14Comment être un caregiver sensible lors de l’accueil d’une famille en hôpital de jour ? Anne Véron, éducatrice spécialisée, se questionne sur son propre type d’attachement, qui conditionne sa capacité à nouer une relation de plus ou moins bonne qualité avec les parents. Pour faciliter le soin en hôpital de jour des enfants, l’alliance thérapeutique entre les parents et les soignants est indispensable. Cet article, par son témoignage, donne une illustration pratique de certains aspects de la théorie de l’attachement. Les difficultés à « prendre soin de ceux qui prennent soin » incitent à interroger les apports de cette théorie dans la compréhension des comportements d’attachement : que ce soient ceux des parents envers leurs enfants, envers la structure soignante, mais aussi ceux des soignants eux-mêmes en retour. Cela amène à expliciter les modifications de certaines postures professionnelles. Il est original de pointer le type d’attachement des parents en pédopsychiatrie, plutôt que celui de l’enfant, ce qui conduit l’équipe accompagnante à mieux s’identifier aux parents.
15Les institutions sont des structures sociales dotées d’une stabilité dans le temps et orientées vers une finalité. Celle de l’institution hospitalière est de soulager la souffrance des malades. Pourtant, ceux qui soignent sont rendus eux-mêmes vulnérables à la souffrance psychique par l’exposition prolongée à la douleur de l’autre et au stress professionnel. Ils peuvent avoir besoin d’une source de soutien et de réconfort. À la lumière de la théorie de l’attachement et à partir d’une situation clinique, Lissa Claudia Yajima Dupuis, interne en psychiatrie, réfléchit à l’institution hospitalière en tant que figure d’attachement pour les soignants.
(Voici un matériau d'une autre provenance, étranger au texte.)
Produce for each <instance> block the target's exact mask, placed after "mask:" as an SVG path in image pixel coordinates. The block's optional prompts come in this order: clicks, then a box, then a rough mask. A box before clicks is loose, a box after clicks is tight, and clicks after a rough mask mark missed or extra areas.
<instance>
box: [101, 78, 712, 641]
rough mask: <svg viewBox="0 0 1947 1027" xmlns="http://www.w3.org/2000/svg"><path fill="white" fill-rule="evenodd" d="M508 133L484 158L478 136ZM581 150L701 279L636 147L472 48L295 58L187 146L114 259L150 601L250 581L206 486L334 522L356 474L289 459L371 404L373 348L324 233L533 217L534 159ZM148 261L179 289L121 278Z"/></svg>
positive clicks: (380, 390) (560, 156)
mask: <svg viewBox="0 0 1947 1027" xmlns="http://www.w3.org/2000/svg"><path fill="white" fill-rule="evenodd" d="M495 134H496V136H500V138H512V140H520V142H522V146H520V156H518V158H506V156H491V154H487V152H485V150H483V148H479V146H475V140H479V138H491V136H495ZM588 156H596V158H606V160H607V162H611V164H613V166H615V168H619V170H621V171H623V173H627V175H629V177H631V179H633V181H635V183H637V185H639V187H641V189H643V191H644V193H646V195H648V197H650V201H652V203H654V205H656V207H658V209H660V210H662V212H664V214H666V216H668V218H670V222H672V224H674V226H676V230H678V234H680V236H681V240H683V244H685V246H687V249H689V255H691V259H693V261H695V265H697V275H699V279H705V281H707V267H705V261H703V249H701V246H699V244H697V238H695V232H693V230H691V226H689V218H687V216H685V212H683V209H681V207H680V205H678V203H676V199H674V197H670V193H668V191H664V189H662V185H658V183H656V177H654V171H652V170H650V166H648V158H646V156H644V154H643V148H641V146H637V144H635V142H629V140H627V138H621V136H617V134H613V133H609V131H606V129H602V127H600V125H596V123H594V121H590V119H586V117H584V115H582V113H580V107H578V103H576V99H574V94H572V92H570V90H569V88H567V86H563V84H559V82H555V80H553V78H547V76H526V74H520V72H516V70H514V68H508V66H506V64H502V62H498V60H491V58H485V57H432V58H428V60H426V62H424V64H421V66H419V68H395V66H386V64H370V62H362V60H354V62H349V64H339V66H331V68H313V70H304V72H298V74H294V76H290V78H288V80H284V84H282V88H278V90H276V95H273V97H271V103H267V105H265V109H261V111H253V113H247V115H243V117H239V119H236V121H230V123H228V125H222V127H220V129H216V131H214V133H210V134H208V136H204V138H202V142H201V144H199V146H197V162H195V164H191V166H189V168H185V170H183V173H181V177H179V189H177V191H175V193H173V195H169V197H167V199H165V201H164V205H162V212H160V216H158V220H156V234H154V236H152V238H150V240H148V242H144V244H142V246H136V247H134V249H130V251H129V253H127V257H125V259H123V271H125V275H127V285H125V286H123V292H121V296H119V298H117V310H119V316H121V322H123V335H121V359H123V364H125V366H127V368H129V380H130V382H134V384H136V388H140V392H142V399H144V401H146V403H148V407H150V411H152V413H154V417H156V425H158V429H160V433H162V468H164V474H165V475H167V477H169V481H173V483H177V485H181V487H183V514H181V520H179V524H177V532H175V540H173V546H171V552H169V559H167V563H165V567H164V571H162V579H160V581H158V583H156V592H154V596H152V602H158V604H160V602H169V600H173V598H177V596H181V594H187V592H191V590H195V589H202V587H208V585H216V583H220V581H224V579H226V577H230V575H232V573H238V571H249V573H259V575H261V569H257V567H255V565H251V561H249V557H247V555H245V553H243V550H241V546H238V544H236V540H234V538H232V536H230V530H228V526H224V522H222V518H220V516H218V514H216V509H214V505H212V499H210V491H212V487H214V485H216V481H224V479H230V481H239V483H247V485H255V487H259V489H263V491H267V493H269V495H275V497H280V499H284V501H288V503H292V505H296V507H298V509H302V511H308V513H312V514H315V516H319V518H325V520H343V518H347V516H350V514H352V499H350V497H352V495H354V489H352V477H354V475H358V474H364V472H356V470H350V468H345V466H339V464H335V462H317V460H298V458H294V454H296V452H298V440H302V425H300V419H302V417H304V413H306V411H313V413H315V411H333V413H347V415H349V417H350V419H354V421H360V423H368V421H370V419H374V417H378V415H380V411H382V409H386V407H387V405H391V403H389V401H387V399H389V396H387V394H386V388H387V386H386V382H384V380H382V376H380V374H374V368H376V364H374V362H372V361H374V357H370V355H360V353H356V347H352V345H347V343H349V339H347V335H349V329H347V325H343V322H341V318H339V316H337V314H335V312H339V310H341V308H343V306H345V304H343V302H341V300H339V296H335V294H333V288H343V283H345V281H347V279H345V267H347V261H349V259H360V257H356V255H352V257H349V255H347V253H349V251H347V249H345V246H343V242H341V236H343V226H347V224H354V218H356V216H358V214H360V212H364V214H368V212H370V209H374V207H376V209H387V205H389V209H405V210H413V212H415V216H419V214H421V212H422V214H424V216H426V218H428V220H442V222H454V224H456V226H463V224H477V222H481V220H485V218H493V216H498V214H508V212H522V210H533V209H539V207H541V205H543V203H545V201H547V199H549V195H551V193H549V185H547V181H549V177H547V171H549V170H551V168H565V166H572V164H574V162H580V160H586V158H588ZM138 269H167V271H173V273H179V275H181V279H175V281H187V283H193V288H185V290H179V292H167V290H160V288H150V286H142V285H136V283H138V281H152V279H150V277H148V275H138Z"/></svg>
Les dysfonctionnements institutionnels pourraient, dans cette perspective, être appréhendés comme un défaut de satisfaction d’un besoin fondamental de protection. Seraient ainsi remises au centre des valeurs profondément humaines que sont la considération et l’engagement. L’attention commune dirigée vers le patient s’en trouverait dès lors renforcée.
16Ce bref panorama de situations cliniques plus ou moins complexes et sévères permet d’entrevoir ce que nous a apporté la théorie de l’attachement pour une meilleure compréhension des enfants et de leurs besoins de sécurité émotionnelle dans les relations qu’ils engagent avec les adultes. Chaque période de la vie est faite de rencontres et d’expériences collectives ; certaines sont particulièrement complexes et douloureuses et la théorie de l’attachement peut contribuer à améliorer l’accompagnement proposé à l’enfant ou à l’adolescent.